Note that epa_regions.look_up() requires only pandas, and you can access the region definitions (region number, office, and state/territory constituents) at epa_regions.REGIONS without any 3rd-party dependencies.

python -m epa_regions needs matplotlib.

Usage

import epa_regions

# GeoPandas GeoDataFrame
epa = epa_regions.get(resolution="50m")

# Convert to regionmask Regions for use with gridded data
epa = epa_regions.to_regionmask(epa)

Point data

points

Code
import geopandas as gpd
import matplotlib.pyplot as plt
import numpy as np

import epa_regions

rng = np.random.default_rng(seed=123)

epa = epa_regions.get(resolution="50m")

# CONUS
lonmin, lonmax = -125, -66
latmin, latmax = 24, 50
n = 250
lon = rng.uniform(lonmin, lonmax, n)
lat = rng.uniform(latmin, latmax, n)
points = gpd.GeoDataFrame(
    geometry=gpd.points_from_xy(lon, lat, crs="EPSG:4326")
)

fig, ax = plt.subplots(constrained_layout=True, figsize=(4, 2.5))

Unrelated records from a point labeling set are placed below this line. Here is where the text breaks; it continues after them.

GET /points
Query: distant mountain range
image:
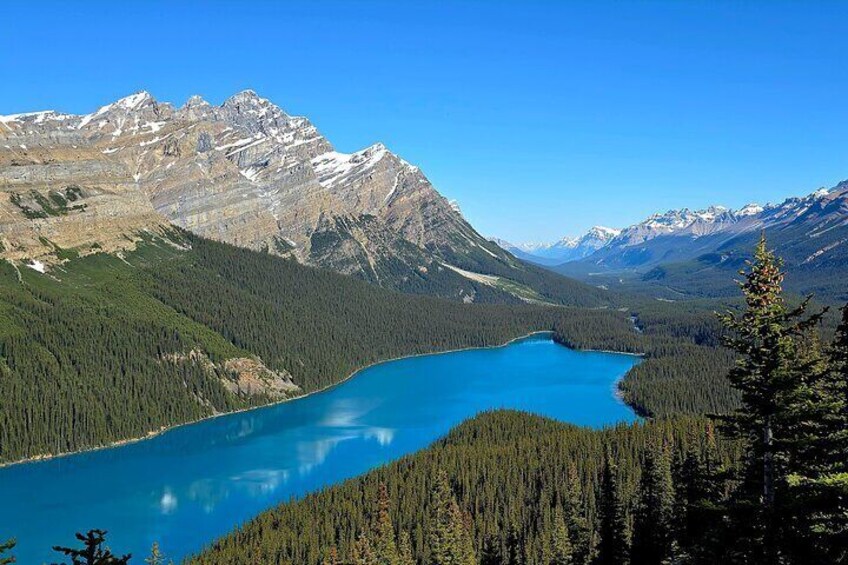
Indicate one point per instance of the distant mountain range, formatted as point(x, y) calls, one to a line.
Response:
point(686, 252)
point(249, 174)
point(564, 250)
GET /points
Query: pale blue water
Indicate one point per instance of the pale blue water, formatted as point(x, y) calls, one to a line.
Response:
point(195, 483)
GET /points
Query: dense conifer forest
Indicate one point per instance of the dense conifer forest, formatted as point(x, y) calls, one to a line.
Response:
point(769, 487)
point(107, 339)
point(762, 480)
point(517, 479)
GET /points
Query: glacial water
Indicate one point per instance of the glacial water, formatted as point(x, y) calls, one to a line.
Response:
point(194, 483)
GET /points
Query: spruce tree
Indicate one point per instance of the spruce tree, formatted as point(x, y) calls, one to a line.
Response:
point(561, 551)
point(700, 507)
point(450, 533)
point(155, 557)
point(405, 555)
point(768, 376)
point(818, 494)
point(578, 526)
point(4, 547)
point(653, 522)
point(93, 552)
point(362, 552)
point(332, 557)
point(612, 547)
point(385, 548)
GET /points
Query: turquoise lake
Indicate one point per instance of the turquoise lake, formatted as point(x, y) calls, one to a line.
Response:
point(194, 483)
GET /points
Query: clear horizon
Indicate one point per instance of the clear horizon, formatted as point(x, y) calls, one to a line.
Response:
point(540, 122)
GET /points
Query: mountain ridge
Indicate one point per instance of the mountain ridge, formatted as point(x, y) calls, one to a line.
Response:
point(247, 173)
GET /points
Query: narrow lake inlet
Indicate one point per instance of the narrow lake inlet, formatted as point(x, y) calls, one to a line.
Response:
point(192, 484)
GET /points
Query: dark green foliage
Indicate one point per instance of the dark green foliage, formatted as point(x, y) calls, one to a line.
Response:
point(684, 369)
point(4, 547)
point(450, 540)
point(612, 547)
point(93, 551)
point(561, 551)
point(771, 375)
point(318, 325)
point(98, 337)
point(509, 472)
point(654, 520)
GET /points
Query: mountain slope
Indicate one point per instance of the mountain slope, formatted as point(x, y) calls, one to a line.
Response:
point(124, 346)
point(564, 250)
point(699, 253)
point(246, 173)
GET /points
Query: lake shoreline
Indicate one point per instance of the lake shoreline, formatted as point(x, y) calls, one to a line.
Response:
point(155, 433)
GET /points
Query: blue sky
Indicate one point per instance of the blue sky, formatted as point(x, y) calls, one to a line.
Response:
point(540, 118)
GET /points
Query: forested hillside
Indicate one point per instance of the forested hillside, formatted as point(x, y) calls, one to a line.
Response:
point(126, 346)
point(509, 488)
point(520, 482)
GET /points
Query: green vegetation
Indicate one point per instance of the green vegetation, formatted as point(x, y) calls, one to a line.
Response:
point(93, 551)
point(107, 340)
point(517, 480)
point(4, 547)
point(772, 490)
point(685, 368)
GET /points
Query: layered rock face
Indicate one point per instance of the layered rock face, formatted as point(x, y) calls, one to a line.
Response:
point(244, 172)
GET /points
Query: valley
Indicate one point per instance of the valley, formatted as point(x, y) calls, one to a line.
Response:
point(195, 483)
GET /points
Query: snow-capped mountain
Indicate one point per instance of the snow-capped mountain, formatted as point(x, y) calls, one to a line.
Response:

epa.plot(column="number", ax=ax, alpha=0.6)
points.sjoin(epa, predicate="within").plot(column="number", ax=ax, ec="0.3", lw=1)

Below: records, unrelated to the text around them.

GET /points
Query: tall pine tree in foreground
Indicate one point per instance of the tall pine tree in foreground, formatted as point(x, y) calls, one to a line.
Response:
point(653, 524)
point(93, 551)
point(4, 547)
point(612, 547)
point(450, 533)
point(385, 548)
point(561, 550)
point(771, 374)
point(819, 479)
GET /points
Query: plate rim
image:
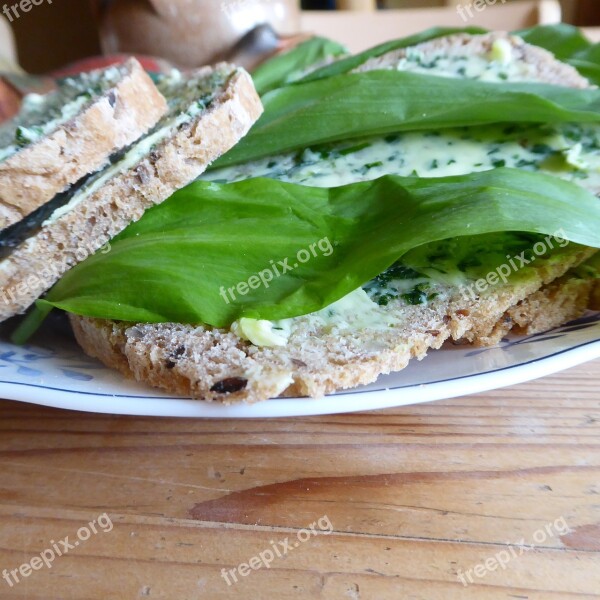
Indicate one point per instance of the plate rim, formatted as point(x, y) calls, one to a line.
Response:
point(177, 407)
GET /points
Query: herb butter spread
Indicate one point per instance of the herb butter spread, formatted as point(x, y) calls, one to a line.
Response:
point(42, 115)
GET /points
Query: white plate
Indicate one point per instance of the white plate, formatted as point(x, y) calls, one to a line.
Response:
point(56, 373)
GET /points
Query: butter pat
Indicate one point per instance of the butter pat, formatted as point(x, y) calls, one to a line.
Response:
point(501, 51)
point(258, 332)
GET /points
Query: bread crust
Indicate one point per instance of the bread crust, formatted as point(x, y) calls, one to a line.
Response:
point(35, 174)
point(35, 265)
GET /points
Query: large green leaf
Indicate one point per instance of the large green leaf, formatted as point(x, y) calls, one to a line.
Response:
point(348, 64)
point(176, 264)
point(290, 66)
point(381, 102)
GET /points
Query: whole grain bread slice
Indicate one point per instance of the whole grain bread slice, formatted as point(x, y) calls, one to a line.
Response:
point(555, 304)
point(537, 63)
point(319, 358)
point(216, 365)
point(223, 105)
point(114, 107)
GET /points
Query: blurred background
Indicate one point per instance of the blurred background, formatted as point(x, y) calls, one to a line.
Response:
point(191, 32)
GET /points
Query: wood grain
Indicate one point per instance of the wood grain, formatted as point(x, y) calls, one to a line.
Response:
point(414, 496)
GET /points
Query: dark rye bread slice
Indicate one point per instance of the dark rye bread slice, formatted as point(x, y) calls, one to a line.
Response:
point(171, 156)
point(113, 108)
point(559, 302)
point(217, 365)
point(538, 64)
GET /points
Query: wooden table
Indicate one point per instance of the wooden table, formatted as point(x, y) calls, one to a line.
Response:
point(406, 499)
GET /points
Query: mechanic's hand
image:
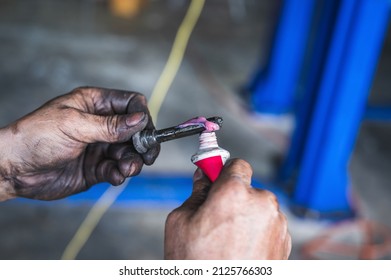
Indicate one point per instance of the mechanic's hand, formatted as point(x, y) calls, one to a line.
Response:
point(227, 220)
point(73, 142)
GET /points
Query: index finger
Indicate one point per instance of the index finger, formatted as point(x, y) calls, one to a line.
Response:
point(235, 173)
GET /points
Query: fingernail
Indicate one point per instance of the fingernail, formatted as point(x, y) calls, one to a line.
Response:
point(198, 174)
point(135, 118)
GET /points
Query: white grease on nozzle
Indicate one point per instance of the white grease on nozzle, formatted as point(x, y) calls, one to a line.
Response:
point(210, 157)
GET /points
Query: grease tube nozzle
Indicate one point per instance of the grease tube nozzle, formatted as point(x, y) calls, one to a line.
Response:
point(210, 158)
point(146, 139)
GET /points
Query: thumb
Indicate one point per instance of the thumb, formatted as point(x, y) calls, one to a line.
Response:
point(201, 186)
point(112, 128)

ax.set(xlim=(lonmin, lonmax), ylim=(latmin, latmax))
ax.axis("off")

fig.savefig("points.png", dpi="figure", bbox_inches="tight")

Gridded data

gridded

Code
import cartopy.crs as ccrs
import cartopy.feature as cfeature
import matplotlib.pyplot as plt
import numpy as np
import pandas as pd
import xarray as xr

import epa_regions

epa = epa_regions.to_regionmask(epa_regions.get(resolution="50m"))

# CONUS
lonmin, lonmax = -125, -66
latmin, latmax = 24, 50

ds = (
    xr.tutorial.open_dataset("air_temperature")
    .sel(lon=slice(lonmin + 360, lonmax + 360), lat=slice(latmax, latmin))
)
mask = epa.mask(ds.isel(time=0))

proj = ccrs.LambertConformal(central_longitude=-100)
tran = ccrs.PlateCarree()

fig = plt.figure(figsize=(6, 6), constrained_layout=True)

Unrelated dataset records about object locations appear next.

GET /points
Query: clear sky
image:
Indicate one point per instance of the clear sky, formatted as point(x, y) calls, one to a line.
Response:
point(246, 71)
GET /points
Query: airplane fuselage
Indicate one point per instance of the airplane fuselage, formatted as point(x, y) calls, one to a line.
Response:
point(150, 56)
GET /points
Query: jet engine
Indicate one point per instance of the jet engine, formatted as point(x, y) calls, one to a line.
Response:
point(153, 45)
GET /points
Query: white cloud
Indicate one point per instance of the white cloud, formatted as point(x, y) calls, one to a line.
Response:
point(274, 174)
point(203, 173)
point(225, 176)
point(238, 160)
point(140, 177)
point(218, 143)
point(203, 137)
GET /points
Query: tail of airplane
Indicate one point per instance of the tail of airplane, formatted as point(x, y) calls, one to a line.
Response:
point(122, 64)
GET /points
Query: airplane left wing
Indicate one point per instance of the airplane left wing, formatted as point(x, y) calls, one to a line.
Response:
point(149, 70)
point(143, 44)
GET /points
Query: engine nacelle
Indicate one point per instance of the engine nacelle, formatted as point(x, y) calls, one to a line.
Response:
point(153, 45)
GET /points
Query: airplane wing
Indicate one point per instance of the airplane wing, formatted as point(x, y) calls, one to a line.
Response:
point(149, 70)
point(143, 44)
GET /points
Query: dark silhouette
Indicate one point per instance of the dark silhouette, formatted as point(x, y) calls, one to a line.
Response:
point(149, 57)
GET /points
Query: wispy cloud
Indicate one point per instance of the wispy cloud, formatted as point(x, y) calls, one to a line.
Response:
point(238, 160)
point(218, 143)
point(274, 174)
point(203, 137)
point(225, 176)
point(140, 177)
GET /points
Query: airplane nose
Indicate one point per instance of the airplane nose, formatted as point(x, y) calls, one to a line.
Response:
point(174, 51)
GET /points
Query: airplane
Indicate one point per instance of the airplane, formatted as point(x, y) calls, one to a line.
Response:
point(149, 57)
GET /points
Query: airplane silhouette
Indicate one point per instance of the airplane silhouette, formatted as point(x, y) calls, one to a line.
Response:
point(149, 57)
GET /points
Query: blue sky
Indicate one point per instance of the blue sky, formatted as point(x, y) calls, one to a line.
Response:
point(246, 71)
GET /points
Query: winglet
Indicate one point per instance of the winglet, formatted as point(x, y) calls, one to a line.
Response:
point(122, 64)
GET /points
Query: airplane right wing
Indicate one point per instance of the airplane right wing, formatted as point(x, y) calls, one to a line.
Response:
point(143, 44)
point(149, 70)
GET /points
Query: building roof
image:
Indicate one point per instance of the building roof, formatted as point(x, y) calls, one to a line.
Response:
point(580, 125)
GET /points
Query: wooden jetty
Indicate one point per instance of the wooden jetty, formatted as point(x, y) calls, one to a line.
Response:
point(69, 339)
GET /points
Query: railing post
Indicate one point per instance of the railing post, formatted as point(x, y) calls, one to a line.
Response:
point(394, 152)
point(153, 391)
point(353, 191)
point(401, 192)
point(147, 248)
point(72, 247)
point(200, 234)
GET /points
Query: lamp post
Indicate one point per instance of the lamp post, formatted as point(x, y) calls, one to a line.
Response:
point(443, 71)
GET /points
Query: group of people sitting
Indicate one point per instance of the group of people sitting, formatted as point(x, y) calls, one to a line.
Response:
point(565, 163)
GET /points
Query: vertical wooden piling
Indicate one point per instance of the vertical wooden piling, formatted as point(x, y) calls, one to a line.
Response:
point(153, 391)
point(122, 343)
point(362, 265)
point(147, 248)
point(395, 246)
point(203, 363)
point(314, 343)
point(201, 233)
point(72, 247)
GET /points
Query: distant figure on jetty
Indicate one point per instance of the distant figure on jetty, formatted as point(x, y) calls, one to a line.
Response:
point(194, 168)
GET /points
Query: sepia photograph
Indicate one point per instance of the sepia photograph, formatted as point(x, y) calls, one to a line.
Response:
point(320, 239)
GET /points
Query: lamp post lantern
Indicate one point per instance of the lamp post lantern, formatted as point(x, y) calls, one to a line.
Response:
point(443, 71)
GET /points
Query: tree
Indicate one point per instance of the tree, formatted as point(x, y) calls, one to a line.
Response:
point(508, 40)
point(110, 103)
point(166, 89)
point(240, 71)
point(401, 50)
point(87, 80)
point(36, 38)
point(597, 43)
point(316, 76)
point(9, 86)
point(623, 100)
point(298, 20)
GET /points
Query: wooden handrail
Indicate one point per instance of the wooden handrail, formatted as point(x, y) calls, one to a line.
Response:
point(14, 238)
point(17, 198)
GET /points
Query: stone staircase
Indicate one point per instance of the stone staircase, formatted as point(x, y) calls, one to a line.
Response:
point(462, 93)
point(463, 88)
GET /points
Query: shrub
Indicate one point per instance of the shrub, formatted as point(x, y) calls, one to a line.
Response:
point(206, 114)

ax = fig.add_subplot(3, 1, (1, 2), projection=proj)

mask.plot.pcolormesh(
    levels=np.arange(mask.min() - 0.5, mask.max() + 1),
    ax=ax,
    transform=ccrs.PlateCarree(),
    cmap="tab10",
    cbar_kwargs=dict(
        orientation="horizontal",
        fraction=0.075,
        pad=0.05,
        ticks=np.arange(mask.min(), mask.max() + 1),
        format="R{x:.0f}",
        label="EPA Region",
    ),
)

ax.add_feature(cfeature.STATES, linewidth=0.7, edgecolor="0.3")
ax.coastlines()
ax.set_extent([lonmin, lonmax - 2, latmin, latmax], crs=tran)
ax.set_title("")

ax = fig.add_subplot(3, 1, 3)

(dt,) = np.unique(ds.time.diff("time"))

window = pd.Timedelta("30D")
(
    ds["air"].groupby(mask)
    .mean()
    .rolling(time=int(window / dt), center=True)
    .mean()
    .plot(
        hue="mask",
        ax=ax,
        add_legend=False,
    )
)

ax.set_xlabel("")
ax.text(
    0.01,
    0.97,
    f"{window.total_seconds() / 86400:g}-day rolling mean",
    ha="left",
    va="top",
    transform=ax.transAxes,
    fontsize=11,
)

fig.savefig("gridded.png", dpi="figure", bbox_inches="tight")

Project details


Download files

Download the file for your platform. If you're not sure which to choose, learn more about installing packages.

Source Distribution

epa_regions-0.0.5.tar.gz (10.6 kB view details)

Uploaded Source

Built Distribution

If you're not sure about the file name format, learn more about wheel file names.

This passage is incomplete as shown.